Richard Nordstrom, President, Liberate Health
We live in a connected world where digital touch points have the power to dominate the decision process, if conceived and executed intelligently and empathetically. The patient decision journey has a number of critical milestones that include willingness, awareness, education, evaluation, and participation. Each of these steps provides an opportunity for digital engagement with the connected patient who happens to have multiple devices such as computer, phone, tablet, and increasingly, iWear.
Different devices are used during the journey to gain awareness, to research, and compare and to participate. While patients may use three or more different devices, they expect the brand experience to be optimized and consistent across each device platform. They also want the brand to recognize them individually across each device. In this connected patient decision journey all screens are not created equally and brands must meet patient expectations, be present all along the patient journey, or risk falling behind.
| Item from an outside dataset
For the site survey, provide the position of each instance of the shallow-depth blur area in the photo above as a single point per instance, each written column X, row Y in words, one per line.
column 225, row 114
Ritesh Patel, Executive VP, Chief Digital Officer, Ogilvy CommonHealth Worldwide
Patients are increasingly better educated in managing their health, with a plethora of devices, data, and online tools that allow them to be more informed and in control. Currently, pharma is viewed as just one component of the overall health and well-being of a patient, both by pharma itself and also the HCP/patient, whether the treatment is a pill or a device. However, with this change comes opportunity. By adopting a more holistic approach to the health and well-being of a patient, and thinking of the overall patient journey in a holistic manner, pharma could begin interacting with the patient with support, services, tools, etc., to become a bigger part of the patient’s life.
A few have tried. GSK has the healthcoach4me program for health and wellness, and Merck has the MerckEngage program. Both are stand-alone initiatives and are not integrated with brands in a manner to engage the patient in the the overall patient journey and interaction. The emergence of mobile apps and EHR/EMR will solve some of this by enabling the ability to custom-tailor programs based on disease state and journey. For example, if a patient is newly diagnosed with diabetes, an HCP could prescribe an app and a program for diet, exercise, and weight loss, in addition to the drug. These things could be provided as a package by the pharma company that manufactures the drug.
Jonathan Sheldon, Ph.D., Global VP, Oracle Health Sciences
Interestingly, the pharmaceutical industry is already very engaged in the digital patient care journey via various social media outlets and disease and drug information Websites and portals, as well as through the development of patient-oriented programs to improve patient outcomes. Understandably, pharma companies are also constrained in some ways by the legal and regulatory requirements of what they can and cannot say about their products to ensure that any and all information that is presented is, in fact, accurate, valid, and effectively supported by data generated from their research programs. In addition, pharma companies are now collecting more and varied forms of patient-derived clinical data using various direct digital monitoring technologies to collect blood pressure, heart rate, blood glucose levels, and other vital signs. These data are often used to support clinical efficacy and safety outcome assessments and are being used as real-world data as part of their overall clinical development programs.